Был тот сумрачный час дня, когда на Конногвардейский бульвар выбираются девушки известного поведения и господа, которых это может заинтересовать.

Пушкин не глядел ни на тех, ни на других.

Госпожа… Ланская?!

Ведь доктор Даль рассказал ей все! Все, все, все.

От жены у Пушкина не было тайн.

До сих пор он не искал сближения с Натальей Николаевной, не давал о себе знать (зачем? – ведь она знает все!). Ждал, что первый шаг – по эту сторону – сделает она. Больше не связанная ни семейным долгом, ни брачными клятвами (официальными, по крайней мере), ни деньгами (вернее, их отсутствием), ни мнением других (а с нее бы сталось сделать всем назло). Руководствуясь только сердцем.

Ну вот все и вышло, как он хотел: свободный шаг свободной женщины. К алтарю. Об руку с другим. Ах, так он хотел не этого?

Пушкин упал на лавку. Вонзил трость в песок. Сжал набалдашник обеими руками. Уронил на них лицо и впервые с того мига, когда пуля пробила ему живот, позволил себе тяжкий стон.

То, что честнейший доктор Даль не сдержал клятву, ему и в голову не пришло.

– Сударь, вам дурно? – позвал над его головой голосок.

– Прекрасно, – буркнул Пушкин, выдавил вежливо: – Благодарю.

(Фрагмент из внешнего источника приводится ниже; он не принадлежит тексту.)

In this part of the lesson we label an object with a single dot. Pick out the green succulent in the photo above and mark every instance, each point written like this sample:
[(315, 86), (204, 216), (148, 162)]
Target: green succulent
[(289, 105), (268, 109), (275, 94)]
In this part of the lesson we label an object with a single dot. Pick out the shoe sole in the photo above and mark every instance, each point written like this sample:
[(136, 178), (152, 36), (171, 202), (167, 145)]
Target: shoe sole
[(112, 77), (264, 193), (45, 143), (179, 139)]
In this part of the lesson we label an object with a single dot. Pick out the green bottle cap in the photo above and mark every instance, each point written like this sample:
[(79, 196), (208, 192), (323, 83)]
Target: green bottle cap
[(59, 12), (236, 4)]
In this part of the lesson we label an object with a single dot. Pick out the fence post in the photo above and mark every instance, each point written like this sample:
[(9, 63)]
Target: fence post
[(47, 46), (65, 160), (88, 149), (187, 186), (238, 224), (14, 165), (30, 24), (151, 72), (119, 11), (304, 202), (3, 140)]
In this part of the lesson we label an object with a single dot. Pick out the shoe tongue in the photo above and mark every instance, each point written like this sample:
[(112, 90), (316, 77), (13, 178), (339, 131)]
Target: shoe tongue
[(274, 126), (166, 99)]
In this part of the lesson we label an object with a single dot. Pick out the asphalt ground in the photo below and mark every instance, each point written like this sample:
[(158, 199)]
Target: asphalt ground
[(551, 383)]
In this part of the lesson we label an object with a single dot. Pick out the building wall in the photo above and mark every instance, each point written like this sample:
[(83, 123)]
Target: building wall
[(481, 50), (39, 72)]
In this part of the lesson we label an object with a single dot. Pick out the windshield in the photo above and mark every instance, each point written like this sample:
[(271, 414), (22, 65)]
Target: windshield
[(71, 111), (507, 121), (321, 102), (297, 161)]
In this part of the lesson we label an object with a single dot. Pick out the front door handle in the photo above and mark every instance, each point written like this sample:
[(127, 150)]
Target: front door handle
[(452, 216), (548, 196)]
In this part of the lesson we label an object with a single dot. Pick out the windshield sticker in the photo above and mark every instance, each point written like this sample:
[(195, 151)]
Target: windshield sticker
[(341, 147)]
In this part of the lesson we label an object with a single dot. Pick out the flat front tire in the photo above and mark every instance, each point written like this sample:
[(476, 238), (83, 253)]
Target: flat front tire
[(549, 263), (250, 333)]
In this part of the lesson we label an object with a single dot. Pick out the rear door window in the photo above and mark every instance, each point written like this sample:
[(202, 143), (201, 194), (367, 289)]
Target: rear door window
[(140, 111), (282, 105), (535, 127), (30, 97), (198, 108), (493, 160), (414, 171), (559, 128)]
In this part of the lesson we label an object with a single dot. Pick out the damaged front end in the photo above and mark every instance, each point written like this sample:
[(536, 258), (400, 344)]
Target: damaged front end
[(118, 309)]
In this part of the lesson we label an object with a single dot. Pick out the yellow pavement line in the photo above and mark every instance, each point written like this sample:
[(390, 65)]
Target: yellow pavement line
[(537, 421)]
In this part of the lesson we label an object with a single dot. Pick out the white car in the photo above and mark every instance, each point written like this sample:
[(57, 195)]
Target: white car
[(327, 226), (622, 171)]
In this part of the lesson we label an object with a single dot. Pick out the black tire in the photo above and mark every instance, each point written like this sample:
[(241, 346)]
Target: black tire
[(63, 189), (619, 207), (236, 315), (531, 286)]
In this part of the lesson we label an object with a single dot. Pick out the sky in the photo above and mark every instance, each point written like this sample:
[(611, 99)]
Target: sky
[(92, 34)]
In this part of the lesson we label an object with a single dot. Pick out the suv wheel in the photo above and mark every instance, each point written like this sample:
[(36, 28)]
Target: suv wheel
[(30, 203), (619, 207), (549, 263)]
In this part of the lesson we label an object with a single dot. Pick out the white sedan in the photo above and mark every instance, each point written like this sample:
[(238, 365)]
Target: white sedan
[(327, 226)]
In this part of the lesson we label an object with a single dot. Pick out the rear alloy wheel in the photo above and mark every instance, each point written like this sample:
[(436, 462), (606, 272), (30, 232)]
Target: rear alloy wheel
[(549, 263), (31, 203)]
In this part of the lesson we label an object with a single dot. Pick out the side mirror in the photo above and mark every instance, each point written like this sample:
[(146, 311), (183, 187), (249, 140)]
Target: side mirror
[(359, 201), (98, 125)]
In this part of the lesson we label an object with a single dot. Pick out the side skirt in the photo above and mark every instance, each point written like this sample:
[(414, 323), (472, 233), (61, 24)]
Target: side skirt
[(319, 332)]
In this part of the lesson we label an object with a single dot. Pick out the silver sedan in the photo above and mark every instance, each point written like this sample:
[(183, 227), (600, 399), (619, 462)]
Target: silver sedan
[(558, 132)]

Лишь бы отстала. Но она не отстала.

– Сударь! Вам дурно!

Его обдало запахом розового мыла – всплеснула руками:

– О, сейчас… сейчас…

Пришлось открыть глаза, поднять лицо, собрать черты в учтивую гримасу:

– Благодарю. Я прекрасно себя чувствую. Просто быстро шагал, по жаре.

Она была юная. Лет семнадцать. Если не шестнадцать. Прелестный возраст, когда сочувствие к людям еще не растрачено. Простая шляпка, завязанная лентами под подбородком, обнимала полями розовое личико, как раковина – жемчужину. Видны были локоны, самого простого русского оттенка – серого, который романтики, кривясь от правды, возвышали до «пепельного». Серенькая накидка. Шалька с кистями. Не проститутка.

– Зачем вы здесь? – внезапно для самого себя спросил Пушкин.

Она подала ему флакончик:

– Извольте смочить себе виски́. Вам сразу полегчает.